Apache Superset is an open-source business intelligence and data visualization platform. It lets you connect to databases, write SQL, build charts, and assemble dashboards - all through a web UI. No coding required for end users, but it is deeply configurable for engineers.
Why Superset Exists
Most data lives in databases. Getting insights out of that data traditionally meant either writing raw SQL queries or paying for expensive BI tools like Tableau or Looker.

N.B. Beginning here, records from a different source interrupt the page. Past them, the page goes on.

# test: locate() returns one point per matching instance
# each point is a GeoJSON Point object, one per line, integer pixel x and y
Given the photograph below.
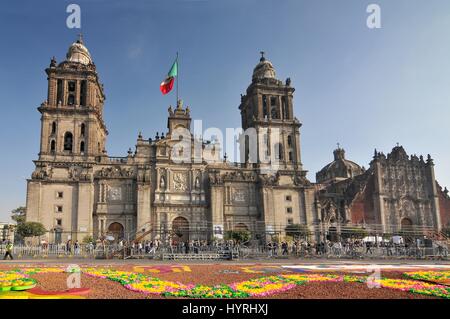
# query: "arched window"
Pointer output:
{"type": "Point", "coordinates": [68, 142]}
{"type": "Point", "coordinates": [265, 113]}
{"type": "Point", "coordinates": [289, 140]}
{"type": "Point", "coordinates": [284, 108]}
{"type": "Point", "coordinates": [278, 151]}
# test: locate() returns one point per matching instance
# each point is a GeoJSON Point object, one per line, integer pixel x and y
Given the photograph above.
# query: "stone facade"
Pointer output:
{"type": "Point", "coordinates": [176, 186]}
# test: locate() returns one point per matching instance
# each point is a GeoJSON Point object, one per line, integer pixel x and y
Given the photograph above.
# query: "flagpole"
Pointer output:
{"type": "Point", "coordinates": [178, 76]}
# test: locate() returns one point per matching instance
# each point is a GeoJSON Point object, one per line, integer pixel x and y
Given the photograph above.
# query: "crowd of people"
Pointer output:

Superset fills the middle ground:
| Raw SQL | Tableau / Looker | Superset | |
|---|---|---|---|
| Cost | Free | $$$$ | Free (open-source) |
| Requires SQL knowledge | Yes | No | Optional |
| Connects to any DB | Yes | Partial | Yes (50+ connectors) |
| Shareable dashboards | No | Yes | Yes |
| Self-hosted | Yes | No | Yes |
| Custom charts | Yes | Limited | Yes |
Superset is also built on top of standard SQL - every chart is backed by a real SQL query you can inspect and edit. There is no proprietary query language to learn.
Alternatives
- Metabase: simpler, easier to set up, less powerful
- Grafana: excellent for time-series/metrics data, weaker for business analytics
- Redash: SQL-first, simpler dashboards
- Tableau: enterprise, expensive, most polished
- Looker: enterprise, expensive, semantic layer focus
Core Concepts
Superset
├── Databases <- connection to a DB (Postgres, MySQL, BigQuery, etc.)
├── Datasets <- a table or custom SQL query from a Database
├── Charts <- a visualization built on a Dataset
└── Dashboards <- collection of Charts arranged on a canvas
Database: a connection string to a data source. One Superset instance can connect to many databases.
Dataset: a pointer to data inside a Database. Either a physical table or a virtual dataset (custom SQL). This is where you define metrics and calculated columns.
Chart: a single visualization (bar chart, line chart, pie, table, map, etc.) built from a Dataset.
Dashboard: a canvas where you arrange multiple Charts, add filters, and share with others.
Installation
Option 1: Docker Compose (recommended)
git clone https://github.com/apache/superset.git
cd superset
docker compose -f docker-compose-image-tag.yml up
Open http://localhost:8088. Default credentials: admin / admin.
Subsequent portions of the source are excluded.